Friday, October 22, 2010

I'm (Not) Superstitious

It's one of those absolutes, I guess. Either you are or you aren't. No such thing as "a little superstitious". As in, "Oh, me superstitious? Not so's you'd notice it. I mean, doesn't everyone have some piece of clothing that must be worn in stress-provoking situations?" Maybe.

Maybe everyone keeps a jar of dried lavender on the second shelf beside the bed, with the cap on but not tight, in case you need to open it in the middle of the night without waking the other person in the bed.

Maybe everyone resolutely thinks positive thoughts going down the basement stairs, so there won't be a rat hanging out in the storage room. Positive thoughts like "Little children are learning to like vegetables by watching them grow in Berkeley." A known antidote to rodents. Or "Only 70 days until the end of the 2010 Holiday season!" Singing can help: "Onward Christian Soldiers" or "Joy To The World."

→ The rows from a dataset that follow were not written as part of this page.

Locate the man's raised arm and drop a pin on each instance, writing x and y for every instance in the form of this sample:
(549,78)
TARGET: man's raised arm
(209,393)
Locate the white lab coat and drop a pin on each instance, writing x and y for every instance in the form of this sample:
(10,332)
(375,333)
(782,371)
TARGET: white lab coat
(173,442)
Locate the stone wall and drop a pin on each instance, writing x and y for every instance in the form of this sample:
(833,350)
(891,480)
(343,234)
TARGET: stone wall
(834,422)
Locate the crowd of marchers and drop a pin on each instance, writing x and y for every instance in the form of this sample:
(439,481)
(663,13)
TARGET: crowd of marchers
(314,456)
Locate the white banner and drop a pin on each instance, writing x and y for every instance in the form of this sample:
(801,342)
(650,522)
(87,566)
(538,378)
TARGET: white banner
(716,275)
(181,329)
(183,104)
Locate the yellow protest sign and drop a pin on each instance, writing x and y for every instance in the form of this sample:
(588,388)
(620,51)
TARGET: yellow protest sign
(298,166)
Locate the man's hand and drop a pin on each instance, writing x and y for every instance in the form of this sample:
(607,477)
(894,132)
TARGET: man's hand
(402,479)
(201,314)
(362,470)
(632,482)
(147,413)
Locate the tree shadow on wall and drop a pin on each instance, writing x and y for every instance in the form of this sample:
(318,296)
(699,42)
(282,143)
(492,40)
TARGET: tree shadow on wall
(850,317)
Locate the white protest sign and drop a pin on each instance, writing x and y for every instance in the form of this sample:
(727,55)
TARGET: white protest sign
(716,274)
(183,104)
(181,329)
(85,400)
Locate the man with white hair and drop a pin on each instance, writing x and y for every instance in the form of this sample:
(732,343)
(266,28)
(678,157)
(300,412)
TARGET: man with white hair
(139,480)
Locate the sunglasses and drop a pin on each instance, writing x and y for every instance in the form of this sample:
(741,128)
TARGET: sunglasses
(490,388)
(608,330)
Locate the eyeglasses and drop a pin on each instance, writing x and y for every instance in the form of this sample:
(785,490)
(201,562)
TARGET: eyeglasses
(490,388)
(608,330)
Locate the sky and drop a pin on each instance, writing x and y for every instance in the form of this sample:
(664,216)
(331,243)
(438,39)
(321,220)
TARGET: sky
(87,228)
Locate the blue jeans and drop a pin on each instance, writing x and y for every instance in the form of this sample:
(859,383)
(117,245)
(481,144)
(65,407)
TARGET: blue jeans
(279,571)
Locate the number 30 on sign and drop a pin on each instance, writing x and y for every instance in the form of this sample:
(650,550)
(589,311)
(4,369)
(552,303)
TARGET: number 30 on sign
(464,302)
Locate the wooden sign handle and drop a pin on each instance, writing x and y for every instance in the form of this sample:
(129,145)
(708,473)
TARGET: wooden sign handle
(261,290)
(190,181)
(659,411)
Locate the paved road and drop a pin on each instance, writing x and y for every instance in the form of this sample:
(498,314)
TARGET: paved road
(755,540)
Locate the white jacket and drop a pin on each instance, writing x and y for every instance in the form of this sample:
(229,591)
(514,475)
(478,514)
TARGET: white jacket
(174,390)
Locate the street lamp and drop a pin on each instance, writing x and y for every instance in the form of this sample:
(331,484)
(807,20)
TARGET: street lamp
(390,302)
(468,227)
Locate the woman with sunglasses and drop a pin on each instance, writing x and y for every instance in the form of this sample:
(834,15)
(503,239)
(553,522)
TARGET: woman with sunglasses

Really, though. I cringe every time I hear some blithe young parent waxing lyrical about an offspring's accomplishments. Too much risk. Sensible tribes speak of their small people with scorn and ridicule, to protect them from jealous spirits. Not giving a child his/her true name until he or she has grown into it also seems advisable.

Then there are spiders. Mostly, try not to kill them. The smallest consequence is rain. There's something about killing one in a theatre dressing room - dooms either the actor or the whole play, so just don't. And even though I wish that every spider ever born (and there are some obscenely egg-swollen specimens at the center of a multiplicity of webs in my garden at this moment) would pack up and leave town on a random wind, I have learned that nice trick with a water glass and a piece of paper called "Relocation". (We do have a lot to thank realtors for!)